Linux-api Archive on lore.kernel.org
 help / color / Atom feed
From: Vlastimil Babka <vbabka@suse.cz>
To: Michal Hocko <mhocko@kernel.org>
Cc: linux-mm@kvack.org, Andrew Morton <akpm@linux-foundation.org>,
	Mel Gorman <mgorman@suse.de>,
	Andrea Arcangeli <aarcange@redhat.com>,
	Reza Arbab <arbab@linux.vnet.ibm.com>,
	Yasuaki Ishimatsu <yasu.isimatu@gmail.com>,
	qiuxishi@huawei.com, Kani Toshimitsu <toshi.kani@hpe.com>,
	slaoub@gmail.com, Joonsoo Kim <js1304@gmail.com>,
	Daniel Kiper <daniel.kiper@oracle.com>,
	Igor Mammedov <imammedo@redhat.com>,
	Vitaly Kuznetsov <vkuznets@redhat.com>,
	Wei Yang <richard.weiyang@gmail.com>,
	LKML <linux-kernel@vger.kernel.org>,
	Linux API <linux-api@vger.kernel.org>
Subject: Re: [PATCH 2/2] mm, memory_hotplug: remove zone restrictions
Date: Mon, 10 Jul 2017 13:11:29 +0200
Message-ID: <24c3606d-837a-266d-a294-7e100d1430f0@suse.cz> (raw)
In-Reply-To: <20170710064540.GA19185@dhcp22.suse.cz>

On 07/10/2017 08:45 AM, Michal Hocko wrote:
> On Fri 07-07-17 17:02:59, Vlastimil Babka wrote:
>> [+CC linux-api]
>>
>> On 06/29/2017 09:35 AM, Michal Hocko wrote:
>>> From: Michal Hocko <mhocko@suse.com>
>>>
>>> Historically we have enforced that any kernel zone (e.g ZONE_NORMAL) has
>>> to precede the Movable zone in the physical memory range.
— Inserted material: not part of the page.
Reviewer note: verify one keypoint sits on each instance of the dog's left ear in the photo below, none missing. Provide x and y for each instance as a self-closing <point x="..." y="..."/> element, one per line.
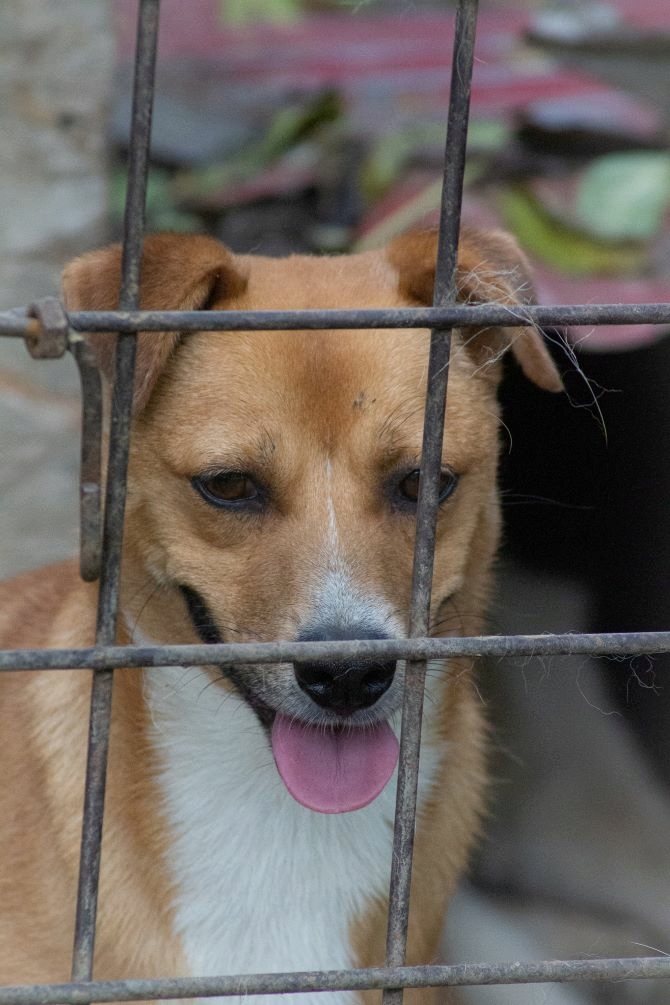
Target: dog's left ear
<point x="179" y="272"/>
<point x="491" y="268"/>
The purpose of
>>> the movable zone is, however, not bound to any physical memory restriction.
>>> It merely defines a class of migrateable and reclaimable memory.
>>>
>>> There are users (e.g. CMA) who might want to reserve specific physical
>>> memory ranges for their own purpose. Moreover our pfn walkers have to be
>>> prepared for zones overlapping in the physical range already because we
>>> do support interleaving NUMA nodes and therefore zones can interleave as
>>> well. This means we can allow each memory block to be associated with a
>>> different zone.
>>>
>>> Loosen the current onlining semantic and allow explicit onlining type on
>>> any memblock. That means that online_{kernel,movable} will be allowed
>>> regardless of the physical address of the memblock as long as it is
>>> offline of course. This might result in moveble zone overlapping with
>>> other kernel zones. Default onlining then becomes a bit tricky but still
>>> sensible. echo online > memoryXY/state will online the given block to
>>> 	1) the default zone if the given range is outside of any zone
>>> 	2) the enclosing zone if such a zone doesn't interleave with
>>> 	   any other zone
>>>         3) the default zone if more zones interleave for this range
>>> where default zone is movable zone only if movable_node is enabled
>>> otherwise it is a kernel zone.
>>>
>>> Here is an example of the semantic with (movable_node is not present but
>>> it work in an analogous way). We start with following memblocks, all of
>>> them offline
>>> memory34/valid_zones:Normal Movable
>>> memory35/valid_zones:Normal Movable
>>> memory36/valid_zones:Normal Movable
>>> memory37/valid_zones:Normal Movable
>>> memory38/valid_zones:Normal Movable
>>> memory39/valid_zones:Normal Movable
>>> memory40/valid_zones:Normal Movable
>>> memory41/valid_zones:Normal Movable
>>>
>>> Now, we online block 34 in default mode and block 37 as movable
>>> root@test1:/sys/devices/system/node/node1# echo online > memory34/state
>>> root@test1:/sys/devices/system/node/node1# echo online_movable > memory37/state
>>> memory34/valid_zones:Normal
>>> memory35/valid_zones:Normal Movable
>>> memory36/valid_zones:Normal Movable
>>> memory37/valid_zones:Movable
>>> memory38/valid_zones:Normal Movable
>>> memory39/valid_zones:Normal Movable
>>> memory40/valid_zones:Normal Movable
>>> memory41/valid_zones:Normal Movable
>>
>> Hm so previously, blocks 37-41 would only allow Movable at this point, right?
> 
> yes
> 
>> Shouldn't we still default to Movable for them? We might be breaking some
>> existing userspace here.
> 
> I do not think so. Prior to this merge window f1dd2cd13c4b ("mm,
> memory_hotplug: do not associate hotadded memory to zones until online")
> we allowed only the last offline or the adjacent to existing movable
> memory block to be onlined movable. So the above wasn't possible.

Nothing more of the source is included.